Just thought I'd throw out this tool which i've used while away from my guitar to familiarize myself with the notes across the fretboard.

Link:
Fretboard Warrior

It's basically a game which shows you a dot on the fretboard, plays the sound and gives you a period of time to get as many right (and or wrong) as you can.

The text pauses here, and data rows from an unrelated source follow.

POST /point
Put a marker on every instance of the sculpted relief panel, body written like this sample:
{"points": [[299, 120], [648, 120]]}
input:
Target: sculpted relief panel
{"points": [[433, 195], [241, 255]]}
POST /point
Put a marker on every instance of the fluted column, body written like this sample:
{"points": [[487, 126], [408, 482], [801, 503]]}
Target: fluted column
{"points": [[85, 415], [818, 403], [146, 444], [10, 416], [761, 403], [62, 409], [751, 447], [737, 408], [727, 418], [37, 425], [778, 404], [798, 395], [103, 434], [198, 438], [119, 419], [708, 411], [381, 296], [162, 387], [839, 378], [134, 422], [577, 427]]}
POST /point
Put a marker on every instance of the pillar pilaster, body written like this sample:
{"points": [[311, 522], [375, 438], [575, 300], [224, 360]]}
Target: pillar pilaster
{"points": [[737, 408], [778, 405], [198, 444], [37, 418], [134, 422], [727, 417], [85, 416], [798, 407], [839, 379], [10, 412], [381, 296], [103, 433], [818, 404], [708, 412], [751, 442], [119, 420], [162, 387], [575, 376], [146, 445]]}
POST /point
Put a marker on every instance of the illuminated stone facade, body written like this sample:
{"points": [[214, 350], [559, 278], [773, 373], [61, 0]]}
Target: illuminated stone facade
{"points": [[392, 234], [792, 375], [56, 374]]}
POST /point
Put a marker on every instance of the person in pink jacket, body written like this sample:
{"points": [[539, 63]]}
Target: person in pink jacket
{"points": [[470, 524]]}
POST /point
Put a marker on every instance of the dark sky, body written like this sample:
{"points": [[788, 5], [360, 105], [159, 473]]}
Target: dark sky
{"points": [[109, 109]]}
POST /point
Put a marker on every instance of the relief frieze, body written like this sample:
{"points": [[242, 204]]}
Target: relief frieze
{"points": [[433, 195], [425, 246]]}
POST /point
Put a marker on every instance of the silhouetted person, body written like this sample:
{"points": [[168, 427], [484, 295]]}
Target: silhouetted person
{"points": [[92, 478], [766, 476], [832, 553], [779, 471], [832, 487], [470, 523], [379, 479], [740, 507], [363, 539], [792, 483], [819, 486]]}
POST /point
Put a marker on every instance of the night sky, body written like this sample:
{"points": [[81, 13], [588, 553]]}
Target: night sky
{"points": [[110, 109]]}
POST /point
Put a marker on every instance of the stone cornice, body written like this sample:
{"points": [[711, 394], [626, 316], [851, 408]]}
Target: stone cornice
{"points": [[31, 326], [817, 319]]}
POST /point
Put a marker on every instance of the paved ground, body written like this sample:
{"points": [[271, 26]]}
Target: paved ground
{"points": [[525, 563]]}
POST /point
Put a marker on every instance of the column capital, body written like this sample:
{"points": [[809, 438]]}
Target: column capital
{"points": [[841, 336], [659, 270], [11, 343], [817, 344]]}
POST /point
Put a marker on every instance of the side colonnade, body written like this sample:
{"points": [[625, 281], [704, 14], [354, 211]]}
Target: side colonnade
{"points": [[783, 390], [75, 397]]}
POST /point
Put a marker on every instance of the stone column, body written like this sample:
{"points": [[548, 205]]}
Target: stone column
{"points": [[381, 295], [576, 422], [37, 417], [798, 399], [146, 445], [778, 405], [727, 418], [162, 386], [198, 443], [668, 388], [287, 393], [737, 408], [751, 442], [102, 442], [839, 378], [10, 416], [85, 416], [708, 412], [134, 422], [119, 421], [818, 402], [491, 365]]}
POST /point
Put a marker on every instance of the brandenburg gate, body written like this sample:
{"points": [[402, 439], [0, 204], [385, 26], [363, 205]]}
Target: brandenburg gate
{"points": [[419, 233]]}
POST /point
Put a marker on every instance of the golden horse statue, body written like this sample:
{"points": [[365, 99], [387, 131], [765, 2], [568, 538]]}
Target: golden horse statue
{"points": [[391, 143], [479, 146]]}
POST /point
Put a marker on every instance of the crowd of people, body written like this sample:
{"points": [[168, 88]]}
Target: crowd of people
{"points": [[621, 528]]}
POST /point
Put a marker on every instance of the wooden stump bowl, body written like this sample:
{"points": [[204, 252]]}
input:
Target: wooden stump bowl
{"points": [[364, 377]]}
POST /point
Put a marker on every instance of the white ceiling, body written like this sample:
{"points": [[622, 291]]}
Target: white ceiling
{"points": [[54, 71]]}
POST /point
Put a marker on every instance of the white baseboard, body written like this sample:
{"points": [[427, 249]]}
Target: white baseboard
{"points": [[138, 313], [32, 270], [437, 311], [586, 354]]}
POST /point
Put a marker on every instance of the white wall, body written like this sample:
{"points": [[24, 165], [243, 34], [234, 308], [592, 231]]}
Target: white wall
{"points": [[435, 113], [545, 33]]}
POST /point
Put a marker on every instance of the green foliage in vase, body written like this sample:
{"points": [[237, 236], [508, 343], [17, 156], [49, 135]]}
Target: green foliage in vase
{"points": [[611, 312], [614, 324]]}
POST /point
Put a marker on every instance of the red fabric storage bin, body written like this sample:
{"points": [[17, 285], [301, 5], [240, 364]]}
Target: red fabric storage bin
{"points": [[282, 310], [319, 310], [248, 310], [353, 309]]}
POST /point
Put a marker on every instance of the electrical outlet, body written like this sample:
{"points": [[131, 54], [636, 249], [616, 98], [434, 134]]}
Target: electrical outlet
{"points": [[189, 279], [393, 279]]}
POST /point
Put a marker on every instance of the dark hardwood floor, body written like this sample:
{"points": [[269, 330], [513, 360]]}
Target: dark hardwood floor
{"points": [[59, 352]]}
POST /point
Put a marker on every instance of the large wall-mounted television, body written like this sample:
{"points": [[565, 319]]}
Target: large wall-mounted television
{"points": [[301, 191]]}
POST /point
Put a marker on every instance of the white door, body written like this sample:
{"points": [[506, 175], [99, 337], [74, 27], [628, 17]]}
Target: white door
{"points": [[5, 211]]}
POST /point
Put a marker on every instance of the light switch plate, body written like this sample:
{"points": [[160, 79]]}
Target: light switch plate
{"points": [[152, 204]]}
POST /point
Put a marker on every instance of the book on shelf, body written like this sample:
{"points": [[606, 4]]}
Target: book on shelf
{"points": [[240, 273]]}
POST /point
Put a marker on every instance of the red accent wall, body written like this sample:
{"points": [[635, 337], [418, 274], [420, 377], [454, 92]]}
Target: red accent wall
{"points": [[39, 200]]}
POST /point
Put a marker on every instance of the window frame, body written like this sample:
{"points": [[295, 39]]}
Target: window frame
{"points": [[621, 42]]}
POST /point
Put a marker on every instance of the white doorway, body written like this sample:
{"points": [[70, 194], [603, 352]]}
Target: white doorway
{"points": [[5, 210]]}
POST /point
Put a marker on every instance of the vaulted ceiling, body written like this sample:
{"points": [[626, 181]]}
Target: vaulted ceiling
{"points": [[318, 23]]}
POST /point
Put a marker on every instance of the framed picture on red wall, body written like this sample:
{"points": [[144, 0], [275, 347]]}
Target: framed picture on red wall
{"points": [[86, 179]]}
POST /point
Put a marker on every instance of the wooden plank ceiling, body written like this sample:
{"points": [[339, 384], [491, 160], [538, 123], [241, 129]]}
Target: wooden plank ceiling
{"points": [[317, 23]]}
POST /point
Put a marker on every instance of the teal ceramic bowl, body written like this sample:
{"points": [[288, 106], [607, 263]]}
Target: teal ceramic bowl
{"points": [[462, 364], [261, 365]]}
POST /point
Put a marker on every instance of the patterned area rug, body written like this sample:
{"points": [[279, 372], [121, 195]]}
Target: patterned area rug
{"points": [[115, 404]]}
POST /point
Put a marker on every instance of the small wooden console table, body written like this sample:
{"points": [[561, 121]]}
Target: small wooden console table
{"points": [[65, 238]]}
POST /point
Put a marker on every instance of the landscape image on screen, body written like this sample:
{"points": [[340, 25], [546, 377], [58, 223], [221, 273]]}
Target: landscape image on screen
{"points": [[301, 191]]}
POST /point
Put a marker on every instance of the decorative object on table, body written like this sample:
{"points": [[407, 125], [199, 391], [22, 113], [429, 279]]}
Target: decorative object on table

I haven't seen anyone mention this app yet so i thought i'd bring it up.

Whats your high score?!?


----------



## AliceAxe (Jun 1, 2010)

I don't know my score, but I do like this program 

this is a neat little free game for sight reading:

Sheet Music MIDI Video Game - Note Attack!


----------



## theo (Jun 1, 2010)

this is awesome, despite having played for nine years, having a diploma in music and being quite insane for guitar, I have never managed to learn my fretboard properly. thanks for posting this. repped


----------



## youheardme (Jun 1, 2010)

Awesome, I find it's fun to record your scores as you go and you can notice a significant improvement as you familiarize yourself with the notes more and more.


----------



## cypher858 (Jun 4, 2010)

after my second try on the two minute one my high score is 21... damn i suck xD

thanks for this post though. i thanked


----------



## AliceAxe (Jun 5, 2010)

I see they have it for iphone.

does anyone know of any programs like this for handhelds/pocket PC?
I've got a jornada 720 that would be great to have stuff like this on. I was able to find some sequencer programs and such but no guitar ones that I could get to work.


----------



## Daggorath (Jun 5, 2010)

Thanks for the sight reading game, will hopefully help me memorize the basics.


----------



## youheardme (Jun 14, 2010)

bumping in case anyone missed the first time


----------



## Xiphos68 (Jun 14, 2010)

Awesome find!


----------